# Sentiment analysis on Pretrained model (Bert base multilangual)

# Import Libraries

In [24]:
!pip3 install --progress-bar=on torch torchvision torchaudio --index-url https://download.pytorch.org/whl/cu118

Looking in indexes: https://download.pytorch.org/whl/cu118


In [28]:
!pip install transformers



In [27]:
!pip install scikit-learn



In [48]:
import pandas as pd
from sklearn.model_selection import train_test_split
from transformers import AutoTokenizer, AutoModelForSequenceClassification
import torch
from sklearn.metrics import accuracy_score, recall_score, precision_score

# 1. Get Data
- 4913 Amazon reviews 
- Only keep overall and reviewText column

In [59]:
data=pd.read_csv("C:/Users/jules/Documents/Sentiment_analysis/sentiment_analysis/data/amazon_reviews.csv")
data.head()

Unnamed: 0.1,Unnamed: 0,reviewerName,overall,reviewText,reviewTime,day_diff,helpful_yes,helpful_no,total_vote,score_pos_neg_diff,score_average_rating,wilson_lower_bound
0,0,,4.0,No issues.,2014-07-23,138,0,0,0,0,0.0,0.0
1,1,0mie,5.0,"Purchased this for my device, it worked as adv...",2013-10-25,409,0,0,0,0,0.0,0.0
2,2,1K3,4.0,it works as expected. I should have sprung for...,2012-12-23,715,0,0,0,0,0.0,0.0
3,3,1m2,5.0,This think has worked out great.Had a diff. br...,2013-11-21,382,0,0,0,0,0.0,0.0
4,4,2&amp;1/2Men,5.0,"Bought it with Retail Packaging, arrived legit...",2013-07-13,513,0,0,0,0,0.0,0.0


# 2. Cleaning Data

In [60]:
reviews=data[(data["reviewText"]!="No issues.")][["reviewText", "overall"]]
reviews = reviews[~((reviews['reviewText'].str.startswith('Works fine my Virgin')) & (reviews['overall'] == 5.0))].dropna()
reviews.reset_index(drop=True, inplace=True)
reviews.count()

reviewText    4911
overall       4911
dtype: int64

In [61]:
reviews["overall"].value_counts()

5.0    3919
4.0     526
1.0     244
3.0     142
2.0      80
Name: overall, dtype: int64

In [62]:
reviews["reviewText"]=reviews["reviewText"].astype("string")
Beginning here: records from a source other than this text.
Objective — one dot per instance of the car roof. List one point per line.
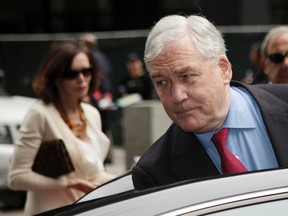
(14, 108)
(163, 199)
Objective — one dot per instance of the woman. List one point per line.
(67, 75)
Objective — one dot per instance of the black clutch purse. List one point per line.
(52, 159)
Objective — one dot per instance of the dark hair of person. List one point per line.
(58, 60)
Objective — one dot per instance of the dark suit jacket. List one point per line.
(178, 155)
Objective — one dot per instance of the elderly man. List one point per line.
(219, 126)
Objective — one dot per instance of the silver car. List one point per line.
(255, 193)
(13, 110)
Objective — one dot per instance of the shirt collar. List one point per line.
(238, 116)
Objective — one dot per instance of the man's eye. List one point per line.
(159, 83)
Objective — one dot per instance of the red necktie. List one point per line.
(229, 163)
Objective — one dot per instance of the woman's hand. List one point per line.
(81, 185)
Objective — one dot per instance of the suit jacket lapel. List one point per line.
(275, 116)
(189, 158)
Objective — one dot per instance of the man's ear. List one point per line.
(225, 67)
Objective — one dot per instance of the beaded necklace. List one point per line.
(79, 129)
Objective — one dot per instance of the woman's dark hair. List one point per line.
(59, 59)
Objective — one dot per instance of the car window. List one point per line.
(5, 135)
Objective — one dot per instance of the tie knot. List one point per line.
(220, 138)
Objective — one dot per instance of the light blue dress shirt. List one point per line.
(248, 139)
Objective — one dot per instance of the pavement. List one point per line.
(116, 167)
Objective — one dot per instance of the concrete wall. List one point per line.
(143, 124)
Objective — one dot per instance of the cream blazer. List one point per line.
(43, 122)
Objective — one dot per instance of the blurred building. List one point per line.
(52, 16)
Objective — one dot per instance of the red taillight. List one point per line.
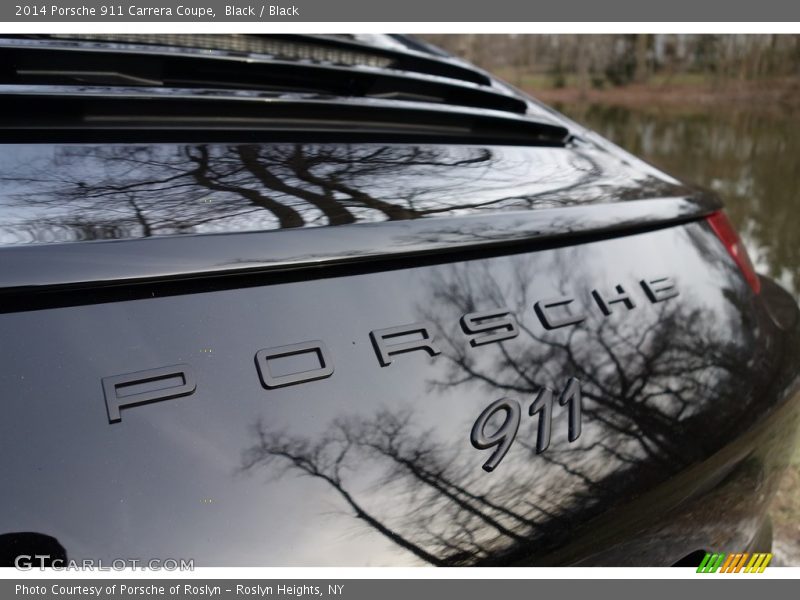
(727, 234)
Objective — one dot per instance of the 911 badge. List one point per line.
(503, 436)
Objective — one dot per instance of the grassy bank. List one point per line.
(686, 91)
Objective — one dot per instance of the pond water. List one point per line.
(751, 158)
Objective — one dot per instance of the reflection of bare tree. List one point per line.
(111, 192)
(647, 382)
This dataframe is not balanced, many reviews have 5 stars, so we will reduce this number to bring it closer to the number of other reviews.
For greater accuracy, we would have needed more negative data.

In [63]:
data_positive = reviews[reviews["overall"] == 5.0].copy()

data_negative = reviews.copy().loc[(reviews['overall'] == 2.0) | (reviews['overall'] == 1.0)]
data_neutral = reviews.copy().loc[(reviews['overall'] == 4.0) | (reviews['overall'] == 3.0)]
                      
data_positive = data_positive.copy().sample(n=600, random_state=42)
data_positive.reset_index()

print("POSITIVE LENGTH: ",len(data_positive))
print("NEUTRAL LENGTH: ",len(data_neutral))
print("NEGATIVE LENGTH : ",len(data_negative)) 

POSITIVE LENGTH:  600
NEUTRAL LENGTH:  668
NEGATIVE LENGTH :  324


In [64]:
clean_data = pd.concat([data_positive,data_neutral,data_negative])

In [65]:
# Charger le tokenizer et le modèle
tokenizer = AutoTokenizer.from_pretrained('nlptown/bert-base-multilingual-uncased-sentiment')
model = AutoModelForSequenceClassification.from_pretrained('nlptown/bert-base-multilingual-uncased-sentiment')

In [66]:
def sentiment_score(review):
    tokens=tokenizer.encode(review,return_tensors='pt')
    result = model(tokens)
    return int(torch.argmax(result.logits))+1

In [67]:
clean_data['result'] = clean_data["reviewText"].apply(lambda x:sentiment_score(x[:512]))

In [68]:
accuracy_score(clean_data["result"],clean_data["overall"])

0.5646984924623115

In [69]:
categories = [5.0, 4.0, 3.0, 2.0, 1.0]

schema={'Category':'float64','Precision':'float64','Recall':'float64'}
df_result_star_rating = pd.DataFrame(columns=schema.keys()).astype(schema)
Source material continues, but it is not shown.